You have to wonder if these folks have actually read "A Christmas Carol" or spent any time pondering what Scrooge actually says and does. Because if you do, you come to realize that Scrooge more closely resembles a modern liberal than a conservative.
A major clue comes early in the story,
(Excerpt) Read more at news.investors.com ...
He believed in global warming - that’s why he allowed Crachitt to use only one lump of coal.
I think he was a Republican.
Um, no. Nice try though, Investors Daily Business. Scrooge was not a liberal at the start of A Christmas Carol, nor was he a Republican (who were the nice people who freed the slaves). He was greedy and grasping, and placed the acquisition of money above any ideological considerations. So to the scraping yes-men over at IBD trying to brown-nose favor with a certain faction of your readership, all I can say is, ewwww!
National Socialist??
To the media, they are the same thing.
No. I’d say that greedy grasping old sinners, to sort of quote Mr. Dickens, are outliers in either party. But that doesn’t keep them from trying to use both parties to line their own pockets. There is a difference though, Scrooge was a fictional creation, simplified to make a point. He wasn’t concerned with trying to warp reality to lecture the rest of the world about how everyone should love them. Scrooge just wanted the cash and knew he had to change his behavior if he wanted people to like him. That was kind of the point.

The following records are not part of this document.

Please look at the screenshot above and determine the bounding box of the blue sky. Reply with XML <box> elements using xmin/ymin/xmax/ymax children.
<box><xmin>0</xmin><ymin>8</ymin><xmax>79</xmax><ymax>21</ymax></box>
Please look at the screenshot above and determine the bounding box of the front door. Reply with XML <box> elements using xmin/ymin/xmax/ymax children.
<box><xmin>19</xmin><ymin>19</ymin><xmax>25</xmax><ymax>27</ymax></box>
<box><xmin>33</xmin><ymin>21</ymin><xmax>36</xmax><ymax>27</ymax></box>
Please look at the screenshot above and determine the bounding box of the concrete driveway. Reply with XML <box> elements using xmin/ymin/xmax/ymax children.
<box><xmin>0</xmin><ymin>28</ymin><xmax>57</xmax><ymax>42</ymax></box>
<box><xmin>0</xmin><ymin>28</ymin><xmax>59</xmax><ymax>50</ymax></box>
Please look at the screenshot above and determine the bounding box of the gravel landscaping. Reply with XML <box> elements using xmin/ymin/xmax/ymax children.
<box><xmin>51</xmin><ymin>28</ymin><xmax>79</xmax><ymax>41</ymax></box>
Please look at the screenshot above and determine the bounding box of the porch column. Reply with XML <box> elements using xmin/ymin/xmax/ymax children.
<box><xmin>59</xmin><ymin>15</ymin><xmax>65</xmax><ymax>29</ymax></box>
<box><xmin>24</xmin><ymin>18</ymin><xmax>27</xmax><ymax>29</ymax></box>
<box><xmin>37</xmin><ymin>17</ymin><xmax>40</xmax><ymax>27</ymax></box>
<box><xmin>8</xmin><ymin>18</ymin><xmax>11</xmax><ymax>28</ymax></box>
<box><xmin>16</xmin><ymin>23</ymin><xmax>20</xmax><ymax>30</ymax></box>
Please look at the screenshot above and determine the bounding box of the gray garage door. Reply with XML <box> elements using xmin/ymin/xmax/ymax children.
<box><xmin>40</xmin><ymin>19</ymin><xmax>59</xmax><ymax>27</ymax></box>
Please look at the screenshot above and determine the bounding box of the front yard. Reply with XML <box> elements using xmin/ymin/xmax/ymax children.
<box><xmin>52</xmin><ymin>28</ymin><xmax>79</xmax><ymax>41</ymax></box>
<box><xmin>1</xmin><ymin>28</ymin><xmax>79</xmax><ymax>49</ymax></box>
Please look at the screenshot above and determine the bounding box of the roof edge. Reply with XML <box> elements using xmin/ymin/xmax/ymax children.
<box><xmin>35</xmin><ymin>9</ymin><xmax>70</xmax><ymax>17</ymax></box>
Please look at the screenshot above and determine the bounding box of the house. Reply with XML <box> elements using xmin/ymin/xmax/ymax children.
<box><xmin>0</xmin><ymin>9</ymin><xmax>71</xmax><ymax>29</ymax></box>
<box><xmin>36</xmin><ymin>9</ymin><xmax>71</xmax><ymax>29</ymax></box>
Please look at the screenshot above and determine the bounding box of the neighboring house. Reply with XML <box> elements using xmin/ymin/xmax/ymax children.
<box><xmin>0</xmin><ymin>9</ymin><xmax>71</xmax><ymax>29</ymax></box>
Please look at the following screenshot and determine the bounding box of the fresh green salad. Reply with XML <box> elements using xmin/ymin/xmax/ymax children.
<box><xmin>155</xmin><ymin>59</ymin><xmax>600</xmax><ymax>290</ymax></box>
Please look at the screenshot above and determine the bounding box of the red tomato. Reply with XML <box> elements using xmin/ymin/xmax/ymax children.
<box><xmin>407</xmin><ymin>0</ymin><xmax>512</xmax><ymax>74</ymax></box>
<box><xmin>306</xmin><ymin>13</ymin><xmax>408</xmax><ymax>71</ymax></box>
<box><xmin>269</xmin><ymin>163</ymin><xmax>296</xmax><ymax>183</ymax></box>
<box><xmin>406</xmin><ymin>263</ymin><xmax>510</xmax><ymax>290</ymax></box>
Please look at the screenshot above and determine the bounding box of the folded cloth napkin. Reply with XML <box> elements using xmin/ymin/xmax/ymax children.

He turned out to be a Republican, made a ‘deal deal’.
Well I dunno, Brits in general still seem butt hurt about the dumping of all that tea ;)
Scrooge believed that it was the government’s job to take care of the poor.
He believed that killing off young people by starving them would help to reduce the surplus population.
He obviously would have favored government paid abortions.
The main thing that made Scrooge a liberal was his hatred of Christmas. Liberals today all hate CHRISTmas. They never say Merry Christmas and the best you can get out of them is a Happy Holidays or Seasons Greetings. They protest any school that has any song that references the birth of Christ but would probably have no objection to a Ramadan hymn about Muhammed, except that Muslims hate music.
The fact that he was a greedy SOB makes him more of a GOP elitist than a traditional republican conservative.
But he also wanted to reduce the surplus population by starving children. This would equate with a support for late term abortion and infanticide as a means of population control.
A big difference between Scrooge and liberals is that when Scrooge was shown what a crappy person he was, he changed his ways and was redeemed. Liberals don’t seem capable of doing this, with just exceedingly rare exceptions.
Thus, liberals are more like Jacob Marley. Except they are specters who refuse to believe they are ghosts, because “ghosts don’t exist. it is settled science.”
He was a typical Democrat who "outsourced" his compassion to the government.
Here we go again imposing current political thought and ideas on the Victorian era. These types of articles come out every Christmas Season. Dickens wrote Scrooge as a caricature of the extreme versions of the several political movements during his era. There is the Malthusian aspect of Scrooge when he comments about the “surplus population”. There is the Utilitarians/Benthamite part when Scrooge talks about the workhouses. The workhouses were designed by followers of Jeremy Bentham to be as unpleasant as possible so poor people would only use them as the last option. His cold moral calculations pre-conversion is also an aspect of Utilitarians political-economic thought at the time. My Freeper alias is based on my interest in the 19th century. I wish the editors at IBD talked to me before writing this drivel.